In times of crisis, Twyford said, the need for strong international law and multilateral institutions was most urgent.
“This is the very time we turn to the rules, norms, and safeguards to prevent conflict and reduce the suffering of civilians in war. While it’s hard right now to imagine Russia sitting down with the other nuclear weapon states to agree new commitments to reduce and eliminate their nuclear weapons that is precisely what is needed.
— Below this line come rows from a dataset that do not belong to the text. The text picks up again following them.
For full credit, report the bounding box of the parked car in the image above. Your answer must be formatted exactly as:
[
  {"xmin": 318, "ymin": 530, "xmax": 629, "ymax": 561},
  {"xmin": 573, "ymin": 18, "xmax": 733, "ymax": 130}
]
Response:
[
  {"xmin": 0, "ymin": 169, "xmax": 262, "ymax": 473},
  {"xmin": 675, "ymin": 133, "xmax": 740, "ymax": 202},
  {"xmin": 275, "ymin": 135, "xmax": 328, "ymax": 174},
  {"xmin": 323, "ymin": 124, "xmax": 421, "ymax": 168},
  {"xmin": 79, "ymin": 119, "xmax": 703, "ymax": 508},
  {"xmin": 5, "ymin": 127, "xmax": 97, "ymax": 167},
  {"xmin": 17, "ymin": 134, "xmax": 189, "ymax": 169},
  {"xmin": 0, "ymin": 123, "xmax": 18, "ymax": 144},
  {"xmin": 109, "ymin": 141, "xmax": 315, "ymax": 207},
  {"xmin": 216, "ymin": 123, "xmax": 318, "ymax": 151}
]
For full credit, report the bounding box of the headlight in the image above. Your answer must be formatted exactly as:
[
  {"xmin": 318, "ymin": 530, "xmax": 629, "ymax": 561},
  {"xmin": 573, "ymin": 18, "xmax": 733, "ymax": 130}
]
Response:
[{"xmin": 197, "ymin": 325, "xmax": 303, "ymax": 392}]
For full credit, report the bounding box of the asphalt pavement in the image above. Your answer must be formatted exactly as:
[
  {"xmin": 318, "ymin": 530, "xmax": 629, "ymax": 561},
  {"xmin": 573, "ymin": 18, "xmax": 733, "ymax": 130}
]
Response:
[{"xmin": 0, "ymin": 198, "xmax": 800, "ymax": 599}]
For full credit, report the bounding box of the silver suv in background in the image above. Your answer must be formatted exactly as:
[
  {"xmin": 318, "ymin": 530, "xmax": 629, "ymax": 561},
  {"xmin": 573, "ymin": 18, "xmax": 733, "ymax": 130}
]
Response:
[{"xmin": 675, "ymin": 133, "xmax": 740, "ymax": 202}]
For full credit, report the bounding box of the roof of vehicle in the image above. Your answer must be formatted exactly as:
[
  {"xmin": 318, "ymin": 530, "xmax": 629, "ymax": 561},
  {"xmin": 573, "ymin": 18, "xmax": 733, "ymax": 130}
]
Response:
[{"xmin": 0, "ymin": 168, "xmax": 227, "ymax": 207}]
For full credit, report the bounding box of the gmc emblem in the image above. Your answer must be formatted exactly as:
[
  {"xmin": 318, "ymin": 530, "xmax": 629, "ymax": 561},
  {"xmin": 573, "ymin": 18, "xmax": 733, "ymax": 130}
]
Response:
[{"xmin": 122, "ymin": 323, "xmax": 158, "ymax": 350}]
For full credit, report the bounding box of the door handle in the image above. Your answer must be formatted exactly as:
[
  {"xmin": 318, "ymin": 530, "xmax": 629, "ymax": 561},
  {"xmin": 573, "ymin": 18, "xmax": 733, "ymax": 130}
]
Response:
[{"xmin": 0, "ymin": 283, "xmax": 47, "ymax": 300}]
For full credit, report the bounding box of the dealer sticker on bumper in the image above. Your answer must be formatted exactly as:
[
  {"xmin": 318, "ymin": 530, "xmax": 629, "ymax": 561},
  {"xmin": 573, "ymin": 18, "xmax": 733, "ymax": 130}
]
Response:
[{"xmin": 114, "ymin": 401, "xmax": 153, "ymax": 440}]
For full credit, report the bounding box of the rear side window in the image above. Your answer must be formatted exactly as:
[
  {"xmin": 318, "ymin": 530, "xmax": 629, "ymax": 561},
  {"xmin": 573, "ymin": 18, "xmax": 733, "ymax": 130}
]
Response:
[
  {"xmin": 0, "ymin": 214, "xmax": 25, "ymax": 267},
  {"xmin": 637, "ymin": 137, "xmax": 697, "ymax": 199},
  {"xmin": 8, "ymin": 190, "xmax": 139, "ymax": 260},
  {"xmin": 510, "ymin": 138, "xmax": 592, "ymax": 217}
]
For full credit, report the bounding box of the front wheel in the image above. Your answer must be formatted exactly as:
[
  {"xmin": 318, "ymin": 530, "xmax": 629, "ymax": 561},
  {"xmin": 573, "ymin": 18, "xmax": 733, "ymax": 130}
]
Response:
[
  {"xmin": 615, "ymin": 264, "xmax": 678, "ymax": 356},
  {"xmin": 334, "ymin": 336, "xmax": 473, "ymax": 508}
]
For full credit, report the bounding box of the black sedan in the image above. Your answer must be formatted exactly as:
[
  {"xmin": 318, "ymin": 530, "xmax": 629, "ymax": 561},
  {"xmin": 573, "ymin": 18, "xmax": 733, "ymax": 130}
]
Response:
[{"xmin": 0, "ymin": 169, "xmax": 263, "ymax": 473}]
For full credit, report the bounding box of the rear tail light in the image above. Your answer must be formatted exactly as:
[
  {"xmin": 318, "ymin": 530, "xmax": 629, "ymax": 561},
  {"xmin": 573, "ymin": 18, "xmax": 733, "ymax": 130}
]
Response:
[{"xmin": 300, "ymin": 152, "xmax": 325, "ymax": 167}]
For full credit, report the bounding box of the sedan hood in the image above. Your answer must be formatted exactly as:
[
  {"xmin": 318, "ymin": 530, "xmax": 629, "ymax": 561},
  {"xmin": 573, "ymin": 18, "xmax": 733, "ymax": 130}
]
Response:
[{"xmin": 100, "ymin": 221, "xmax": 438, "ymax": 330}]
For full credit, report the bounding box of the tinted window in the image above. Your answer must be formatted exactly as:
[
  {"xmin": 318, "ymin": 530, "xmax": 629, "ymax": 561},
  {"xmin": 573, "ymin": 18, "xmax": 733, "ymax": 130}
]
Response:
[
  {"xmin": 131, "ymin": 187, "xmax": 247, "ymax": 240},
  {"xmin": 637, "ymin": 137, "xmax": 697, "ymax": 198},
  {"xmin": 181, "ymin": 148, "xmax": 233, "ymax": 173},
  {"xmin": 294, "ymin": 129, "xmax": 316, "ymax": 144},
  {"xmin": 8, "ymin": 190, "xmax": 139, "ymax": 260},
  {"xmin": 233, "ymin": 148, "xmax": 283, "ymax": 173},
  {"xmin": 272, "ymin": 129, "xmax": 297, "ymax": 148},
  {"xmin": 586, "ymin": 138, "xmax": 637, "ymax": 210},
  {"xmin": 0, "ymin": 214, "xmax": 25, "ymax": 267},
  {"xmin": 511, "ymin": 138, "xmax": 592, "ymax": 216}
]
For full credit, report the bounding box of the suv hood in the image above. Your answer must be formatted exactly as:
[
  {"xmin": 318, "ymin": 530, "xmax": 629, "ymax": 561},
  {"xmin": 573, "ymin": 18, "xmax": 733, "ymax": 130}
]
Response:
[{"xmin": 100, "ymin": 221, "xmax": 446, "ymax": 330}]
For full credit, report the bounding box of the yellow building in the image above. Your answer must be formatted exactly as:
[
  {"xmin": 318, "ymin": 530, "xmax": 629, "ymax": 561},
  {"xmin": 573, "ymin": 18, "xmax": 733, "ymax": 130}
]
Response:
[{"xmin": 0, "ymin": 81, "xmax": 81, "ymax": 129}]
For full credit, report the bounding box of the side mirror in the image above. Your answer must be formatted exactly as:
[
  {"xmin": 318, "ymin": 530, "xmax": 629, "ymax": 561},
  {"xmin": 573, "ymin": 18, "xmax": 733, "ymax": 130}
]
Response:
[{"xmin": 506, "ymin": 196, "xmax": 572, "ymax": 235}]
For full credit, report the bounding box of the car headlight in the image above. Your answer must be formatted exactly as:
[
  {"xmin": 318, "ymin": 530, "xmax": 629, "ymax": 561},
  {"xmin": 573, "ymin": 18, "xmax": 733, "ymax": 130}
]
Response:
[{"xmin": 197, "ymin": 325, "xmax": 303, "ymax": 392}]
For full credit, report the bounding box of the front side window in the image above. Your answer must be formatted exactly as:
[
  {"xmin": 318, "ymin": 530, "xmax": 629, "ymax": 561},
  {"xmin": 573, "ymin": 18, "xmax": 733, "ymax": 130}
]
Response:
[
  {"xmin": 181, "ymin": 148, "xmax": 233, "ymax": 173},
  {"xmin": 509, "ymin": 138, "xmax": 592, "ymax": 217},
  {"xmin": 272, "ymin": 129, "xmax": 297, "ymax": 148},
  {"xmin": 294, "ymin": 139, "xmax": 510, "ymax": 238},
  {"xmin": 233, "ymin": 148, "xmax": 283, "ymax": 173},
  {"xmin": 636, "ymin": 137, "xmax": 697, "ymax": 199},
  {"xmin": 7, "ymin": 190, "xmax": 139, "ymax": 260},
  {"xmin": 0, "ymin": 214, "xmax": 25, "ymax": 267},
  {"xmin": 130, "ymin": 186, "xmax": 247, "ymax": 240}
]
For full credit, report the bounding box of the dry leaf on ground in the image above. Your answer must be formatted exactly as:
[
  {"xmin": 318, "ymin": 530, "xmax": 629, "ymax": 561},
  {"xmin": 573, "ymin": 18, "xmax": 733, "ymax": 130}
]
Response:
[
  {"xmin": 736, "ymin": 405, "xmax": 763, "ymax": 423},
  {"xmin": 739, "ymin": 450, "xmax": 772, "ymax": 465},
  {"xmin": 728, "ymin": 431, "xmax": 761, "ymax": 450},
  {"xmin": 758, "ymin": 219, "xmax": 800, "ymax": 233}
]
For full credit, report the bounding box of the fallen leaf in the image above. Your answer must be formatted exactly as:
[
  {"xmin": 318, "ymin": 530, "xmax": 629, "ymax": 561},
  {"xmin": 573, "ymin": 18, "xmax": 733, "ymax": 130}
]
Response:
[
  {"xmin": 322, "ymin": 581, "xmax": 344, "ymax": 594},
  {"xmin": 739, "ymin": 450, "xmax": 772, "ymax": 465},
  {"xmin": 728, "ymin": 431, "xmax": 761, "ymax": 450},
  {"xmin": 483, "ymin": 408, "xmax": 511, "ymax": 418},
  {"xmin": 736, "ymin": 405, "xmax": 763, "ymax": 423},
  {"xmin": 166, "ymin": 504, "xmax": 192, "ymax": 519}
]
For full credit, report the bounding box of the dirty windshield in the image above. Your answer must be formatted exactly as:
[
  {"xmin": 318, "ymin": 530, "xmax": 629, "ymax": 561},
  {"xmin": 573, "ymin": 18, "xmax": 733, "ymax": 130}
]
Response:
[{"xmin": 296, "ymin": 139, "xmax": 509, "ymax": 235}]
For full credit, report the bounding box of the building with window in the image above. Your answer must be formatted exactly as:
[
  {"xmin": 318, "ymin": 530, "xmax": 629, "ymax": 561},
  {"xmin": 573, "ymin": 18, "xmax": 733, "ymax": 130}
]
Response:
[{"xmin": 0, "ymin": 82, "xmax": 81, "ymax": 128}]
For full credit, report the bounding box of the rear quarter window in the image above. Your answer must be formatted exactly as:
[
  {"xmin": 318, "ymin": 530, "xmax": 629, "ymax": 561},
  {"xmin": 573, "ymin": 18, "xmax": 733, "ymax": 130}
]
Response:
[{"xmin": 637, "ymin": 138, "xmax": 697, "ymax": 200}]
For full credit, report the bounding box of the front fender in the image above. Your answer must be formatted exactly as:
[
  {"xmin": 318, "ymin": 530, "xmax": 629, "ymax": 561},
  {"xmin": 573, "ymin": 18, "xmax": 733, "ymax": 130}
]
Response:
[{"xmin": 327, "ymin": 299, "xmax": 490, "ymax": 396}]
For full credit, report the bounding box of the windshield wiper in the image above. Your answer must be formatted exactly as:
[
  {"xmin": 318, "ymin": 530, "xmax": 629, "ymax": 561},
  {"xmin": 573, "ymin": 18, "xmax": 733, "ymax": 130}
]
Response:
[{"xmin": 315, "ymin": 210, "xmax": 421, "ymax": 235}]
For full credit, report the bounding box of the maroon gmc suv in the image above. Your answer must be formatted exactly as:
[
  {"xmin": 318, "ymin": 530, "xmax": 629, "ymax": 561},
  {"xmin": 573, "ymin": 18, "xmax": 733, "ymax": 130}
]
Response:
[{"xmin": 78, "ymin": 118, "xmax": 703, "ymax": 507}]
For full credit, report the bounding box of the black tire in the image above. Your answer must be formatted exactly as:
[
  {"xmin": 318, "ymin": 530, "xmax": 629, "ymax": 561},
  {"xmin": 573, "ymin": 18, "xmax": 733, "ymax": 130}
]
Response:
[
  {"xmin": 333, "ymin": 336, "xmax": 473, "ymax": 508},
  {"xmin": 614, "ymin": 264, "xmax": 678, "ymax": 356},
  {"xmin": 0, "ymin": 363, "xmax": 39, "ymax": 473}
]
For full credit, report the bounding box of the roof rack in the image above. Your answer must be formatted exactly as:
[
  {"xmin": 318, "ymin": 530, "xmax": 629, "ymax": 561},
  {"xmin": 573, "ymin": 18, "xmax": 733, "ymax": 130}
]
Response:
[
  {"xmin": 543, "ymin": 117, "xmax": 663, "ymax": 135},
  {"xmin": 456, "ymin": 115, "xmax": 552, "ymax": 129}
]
“As the world now works together to impose sanctions on Russia and to support Ukraine, we must be equally muscular and equally united in building out some multilateral institutions and strengthening international law. If we don’t, how will we avoid a renewed arms race, more breaches of the UN charter, more conflict, and a much more dangerous world?”
That was why New Zealand continued to advocate for States to uphold their existing obligations under international law, to hold accountable those which violate these obligations, and pushed for additional controls as new threats to peace and security emerged.
“A strong response by the international community to Russia’s invasion of Ukraine shows that the world is capable of coming together and taking action on issues that matter. Our job now is to harness that unity and sense of purpose as we address the big disarmament issues of our time; issues that relate both to the prevention of conflict and to the protection of civilians when those efforts fail.
”In New Zealand, you know, we may feel a long way from the war in Ukraine. History has shown again that conflict reverberates far beyond where the bombs are going off. And that’s true for a conventional conflict and even more where the use of nuclear weapons would be catastrophic, cross border and intergenerational effects has been put on the table”
Point of Order has not always seen eye to eye with Twyford. But here, setting an admirable example to his colleagues, was a speech that captured the moment.